City’s array of attractions is numerous, diverse … and celebrated
By Katherine Tandy Brown
No matter where an inveterate traveler may choose to roam on this wide earth – be it New York City, Myanmar or Antarctica – Lonely Planet likely has a thoroughly researched, user-friendly travel guide ready to assist. This company knows travel. So when Lonely Planet named Louisville No. 1 in its Top 10 Travel Destinations for 2013 in the United States, city reps were understandably thrilled.
“Selling Louisville to the travel industry has been a challenge,” said Nancy Stephen, communications manager for the Louisville Convention and Visitors Bureau. “They don’t have a negative concept of the city; it’s more of a flat line…until they visit. Then they find how much there is to do and how friendly people are. They dive into neighborhoods, and eat like a local and drink like a local. They discover that Louisville is ever evolving; they get hooked and return time and time again.”
Of course, the world has known Louisville as home to the Kentucky Derby since 1875, and the race and related festivities draw enormous crowds yearly. But the city’s array of other attractions is numerous and diverse. In Lonely Planet’s words, “Louisville has asserted itself as a lively, offbeat cultural mecca on the Ohio River.”
Take downtown Louisville. A new program called Museum Row on Main encompasses all of the major attractions in a six-block area on historic West Main Street – named “One of America’s Top 10 Great Streets” by the American Planning Association – and ties them together for discounts. So you can visit the Louisville Slugger Museum & Factory, take your ticket stub to the Frazier History Museum, the Muhammad Ali Center, the Louisville Science Center, the Kentucky Museum of Craft and four other attractions, all within walking distance of one another, and receive admission discounts.
Visitors can become aficionados of Kentucky’s state beverage on the Urban Bourbon Trail (UBT) on any or all of 19 stops throughout the city that feature bourbon tastings and/or pairings with breakfast, lunch and/or dinner dishes. For a rousing eye-opener, indulge in the Presidential breakfast (a la Harry Truman) at one of those stops, Dish on Market: one egg, bacon, toast, fruit and coffee, with a shot of bourbon on the side.
Collect six stamps on your UBT Passport and receive a free T-shirt.
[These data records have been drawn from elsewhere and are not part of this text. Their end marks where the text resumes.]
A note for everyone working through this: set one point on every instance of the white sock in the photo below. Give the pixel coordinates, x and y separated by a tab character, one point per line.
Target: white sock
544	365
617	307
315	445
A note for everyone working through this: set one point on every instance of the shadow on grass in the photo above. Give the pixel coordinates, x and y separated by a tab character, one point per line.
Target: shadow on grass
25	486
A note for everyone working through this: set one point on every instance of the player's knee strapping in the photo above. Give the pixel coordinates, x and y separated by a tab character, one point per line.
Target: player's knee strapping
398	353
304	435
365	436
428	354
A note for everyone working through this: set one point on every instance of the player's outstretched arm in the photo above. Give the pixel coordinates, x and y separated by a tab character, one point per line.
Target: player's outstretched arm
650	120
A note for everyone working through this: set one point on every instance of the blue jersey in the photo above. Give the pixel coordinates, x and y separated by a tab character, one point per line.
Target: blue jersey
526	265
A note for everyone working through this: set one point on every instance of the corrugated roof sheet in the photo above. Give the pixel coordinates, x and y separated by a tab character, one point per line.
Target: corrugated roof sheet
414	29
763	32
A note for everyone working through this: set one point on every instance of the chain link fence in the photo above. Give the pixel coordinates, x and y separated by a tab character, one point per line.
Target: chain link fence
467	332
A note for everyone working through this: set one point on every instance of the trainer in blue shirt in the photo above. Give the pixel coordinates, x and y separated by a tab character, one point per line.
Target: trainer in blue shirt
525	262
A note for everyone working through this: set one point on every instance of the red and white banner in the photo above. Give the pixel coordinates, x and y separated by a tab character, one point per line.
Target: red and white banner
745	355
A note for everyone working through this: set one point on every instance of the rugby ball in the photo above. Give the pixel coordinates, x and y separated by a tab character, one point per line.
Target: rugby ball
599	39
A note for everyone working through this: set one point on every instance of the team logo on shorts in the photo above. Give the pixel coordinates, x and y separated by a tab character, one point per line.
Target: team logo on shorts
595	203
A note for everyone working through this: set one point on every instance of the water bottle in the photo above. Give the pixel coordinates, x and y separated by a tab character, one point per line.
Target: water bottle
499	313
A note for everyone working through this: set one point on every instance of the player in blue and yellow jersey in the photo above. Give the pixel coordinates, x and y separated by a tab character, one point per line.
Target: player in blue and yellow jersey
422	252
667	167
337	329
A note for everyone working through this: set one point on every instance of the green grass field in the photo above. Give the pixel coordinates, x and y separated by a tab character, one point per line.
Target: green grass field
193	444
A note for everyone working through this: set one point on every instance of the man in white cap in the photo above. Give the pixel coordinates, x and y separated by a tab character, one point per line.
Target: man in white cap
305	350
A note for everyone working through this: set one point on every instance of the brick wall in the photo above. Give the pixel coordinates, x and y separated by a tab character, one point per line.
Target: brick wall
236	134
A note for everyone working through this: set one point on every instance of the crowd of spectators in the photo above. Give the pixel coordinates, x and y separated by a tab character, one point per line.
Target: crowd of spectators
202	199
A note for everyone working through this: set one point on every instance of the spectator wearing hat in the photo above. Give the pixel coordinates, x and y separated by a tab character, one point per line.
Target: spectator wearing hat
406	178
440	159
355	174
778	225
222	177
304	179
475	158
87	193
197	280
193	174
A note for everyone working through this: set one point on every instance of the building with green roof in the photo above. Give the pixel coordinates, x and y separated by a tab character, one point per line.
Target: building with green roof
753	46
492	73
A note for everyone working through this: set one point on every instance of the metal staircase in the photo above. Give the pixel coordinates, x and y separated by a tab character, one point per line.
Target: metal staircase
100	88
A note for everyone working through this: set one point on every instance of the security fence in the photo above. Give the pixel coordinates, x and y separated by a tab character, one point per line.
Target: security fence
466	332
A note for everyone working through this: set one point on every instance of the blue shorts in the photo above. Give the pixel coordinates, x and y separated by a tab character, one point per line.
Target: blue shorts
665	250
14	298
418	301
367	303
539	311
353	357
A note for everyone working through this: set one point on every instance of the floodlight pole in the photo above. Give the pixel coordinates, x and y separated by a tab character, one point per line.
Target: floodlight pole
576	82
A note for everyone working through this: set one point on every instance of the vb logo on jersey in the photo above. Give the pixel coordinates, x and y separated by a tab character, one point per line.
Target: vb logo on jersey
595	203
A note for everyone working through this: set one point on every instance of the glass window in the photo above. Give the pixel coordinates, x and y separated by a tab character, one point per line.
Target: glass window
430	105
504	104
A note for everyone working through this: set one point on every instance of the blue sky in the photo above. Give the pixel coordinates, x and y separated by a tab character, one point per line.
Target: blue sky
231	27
This fall, Heaven Hill Distillery in Bardstown is slated to open The Evan Williams Experience in downtown Louisville. Its microdistillery will feature bourbon history and tastings, saving you a drive to Central Kentucky’s bourbon country. Should the industry catch your fancy, the Distilled Spirits Epicenter, a microdistillery and educational facility, offers courses in spirits making.
Following a national trend, craft breweries are springing up throughout the city, especially in neighborhoods with a brewing heritage, such as Germantown and NuLu. The latter is a historic area resurging with eclectic galleries, antiques, boutiques, restaurants and entertainment venues. Hop a once-a-month trolley to experience the whole shebang.
Another such destination is Fourth Street Live!, only a short stroll from downtown hotels, Waterfront Park and all those intriguing Main Street museums.
Though not downtown, three attractions are an integral part of the Louisville experience.
If you can’t attend the Run for the Roses in May – also known as “the greatest two minutes in sports” – a peek in the Kentucky Derby Museum is the next-best thing, and is the only way to garner a tour of Churchill Downs when the horses aren’t running. A behind-the-scenes tour takes you into the stable area to watch Thoroughbreds training and to learn about life on the racetrack.
The second must-see is the Louisville Zoo. Since 1969, this award-winning attraction has been building its collection of animals – which now numbers more than 1,700 species – in 134 acres of natural settings, including gorgeous botanical gardens.
The third attraction lies below the zoo. Louisville’s manmade 100-acre Mega Cavern features 17 miles of corridors and the world’s only underground zip line. Visitors can take a tour to learn the cavern’s history, and come Christmastime, can drive through in a car to ogle some 2 million sparkling points of light during Lights Under Louisville.
Culturally speaking, Derby City’s palette shines with music, dance, theater and opera at the Kentucky Center for the Performing Arts; ancient, classical and modern art at the Speed Museum; and contemporary theater each spring at the internationally prominent Humana Festival of New American Plays.
The Louisville festival scene adds more reasons to explore, including Forecastle Festival’s three days of music, arts and activism at Waterfront Park on the Ohio; the IdeaFestival, where creative thinkers converge to exchange intriguing new concepts; and Abbey Road on the River, a five-day homage to all things Beatles.
As you can see, you’ll need way more than an eight-day week to take in Louisville’s highlights, especially when you add stick-and-balling on the city’s great golf courses, shopping Bardstown Road’s unique shops, cruising the river on the Belle of Louisville, sipping wine at Broad Run Vineyards, and putting your feet up for the night amid kitschy, artsy creations at 21C Museum Hotel.